Larger than life, yet in her own mind, just doing her part. One of my all-times heroes, and right now, we need all the heroes we can get. Amy

Big Little Woman

To a woman who lost it all
Widowed, her children dead from dread disease, the flu pandemic.
After her kids perished, she nursed neighbors.

To a woman who rose from grief and chose
to take up the burden of others:
Mothers, fathers, children, all laboring side by side
in factories, in fields, on farms, long hours for pennies,
as their cruel, crafty masters garnered a tidy profit.

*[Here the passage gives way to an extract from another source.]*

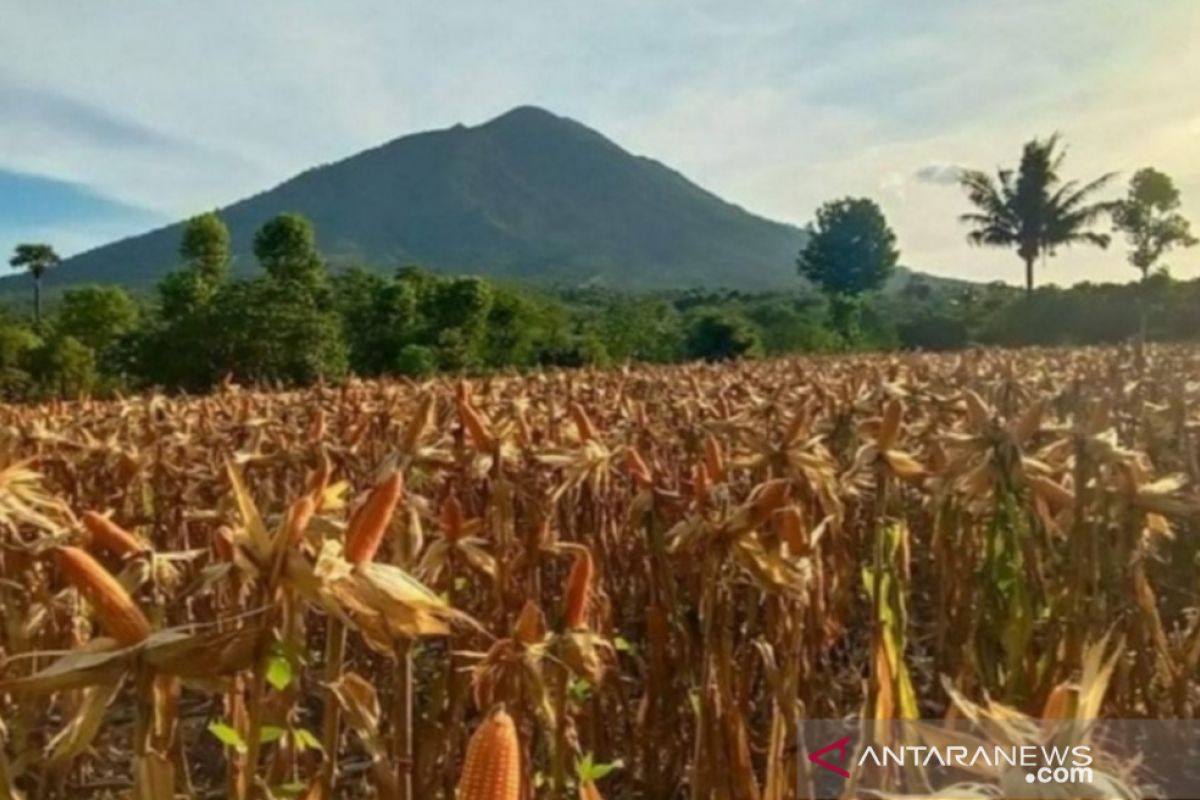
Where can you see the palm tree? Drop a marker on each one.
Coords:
(1033, 210)
(37, 259)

Fat cats whose fortunes were secure.
Rich men whose better angels whispered, “Show love, compassion.”
But Greed and Hubris shout down angels.
They blot out God in a frenzied cloud
of green ink and gold coins numbering 30 and more.

Still, this widow woman knew nothing and cared less
about her own comfort. Others’ welfare trumped wealth
in her sensibilities, as she saw the rich exploit the masses.

She trod into the mines and the mills.
She talked in the fields, where the hopeless
worked long hours under punishing conditions.

She spoke of dignity (if she’d stopped there,
she would never have seen a jail cell).
She spoke of fairness (watch it, lady).
She shouted about rights (ah, the gloves were off now).

She stirred the pot, this big little woman,
pistol under her petticoat, taking on police
sent by their rich masters.

She was the voice of unions, the midwife of labor.
Let’s raise a toast in tribute to this hero,
who warned us that labor leaders should never
wear fancy suits or become rich off their organizations
(a fact that speaks volumes today)
and who taught us that, no matter what
the rank and file must be protected:

Raise your glasses high to Mother Jones.